Branching processes (about 6 hours)

Definition, expectation and variance of the population size, geometric branching, probability of extinction of the population.   

 

Markov chains  (about 18 hours)

Definition, homogeneous Markov chains, transition matrix, examples of Markov chains, classification of states, classification of chains, stationary distribution and limit theorem, chains with finitely many states, short introduction on Monte Carlo method, MCMC and search engine algorithms. 

Poisson processes (about 6 hours) 

Definition and main properties. 

Stationary processes (about 6 hours)

Definition, variance and covariance function, linear predictions, spectral theorem for autocorrelation functions, ergodic theorem.    

Recommended books:

- G.R. Grimmett and D.R. Stirzaker.
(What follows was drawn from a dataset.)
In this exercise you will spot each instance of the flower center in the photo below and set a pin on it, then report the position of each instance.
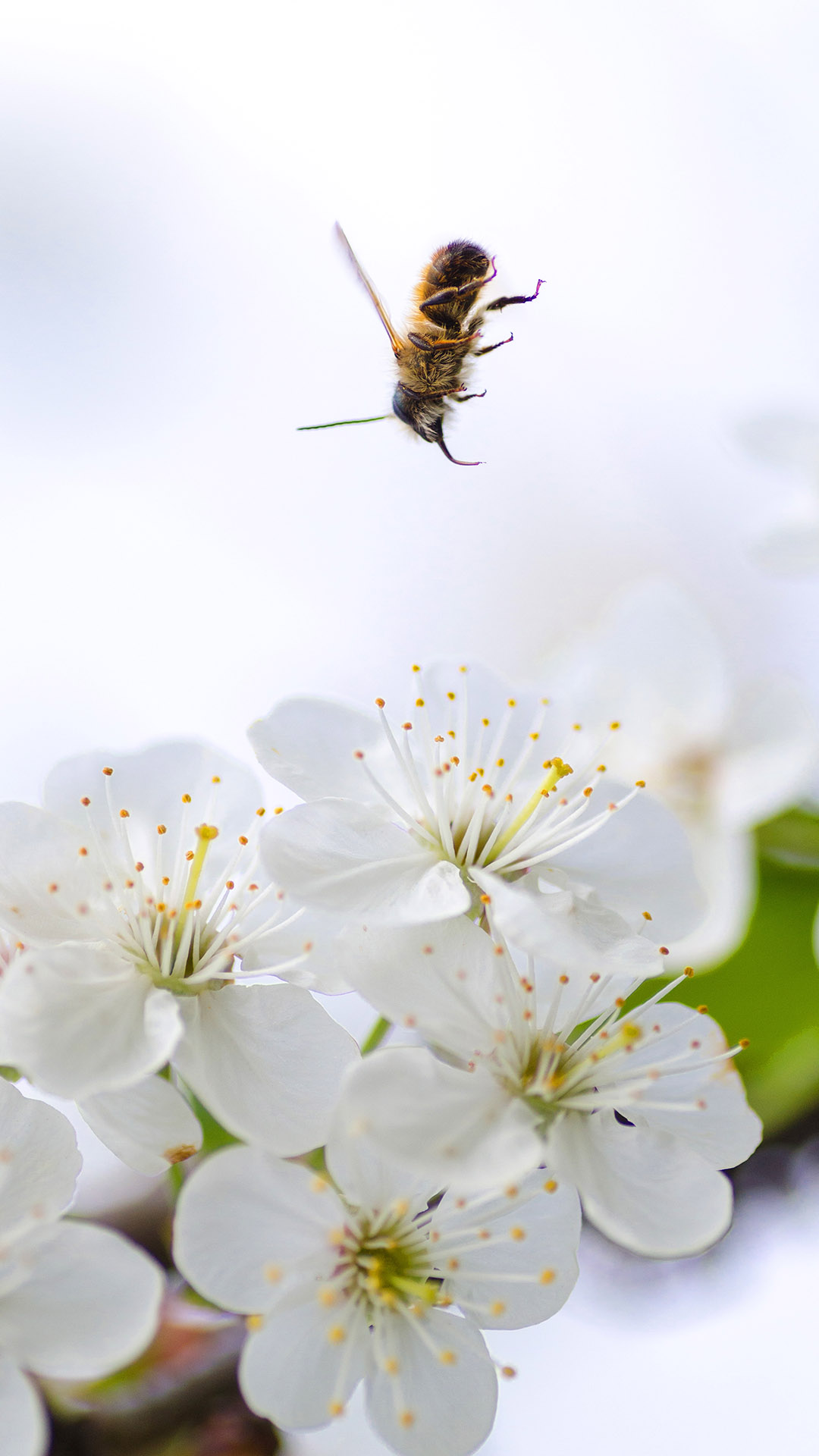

Probability and Random Processes. 3rd edn, OUP, 2001

- P. Mörters and Y. Peres. Brownian Motion. Cambridge Series in Statistical and Probabilistic Mathematics, 2010 

Helpful books:

- D. Williams. Probability with Martingales. CUP, 1991  

The examination consists of three questions on three different topics studied during the course. 

The students are required to answer the questions showing that they have acquired the intuition and the technical language, and that they are able to present the topics and the proofs with all necessary details.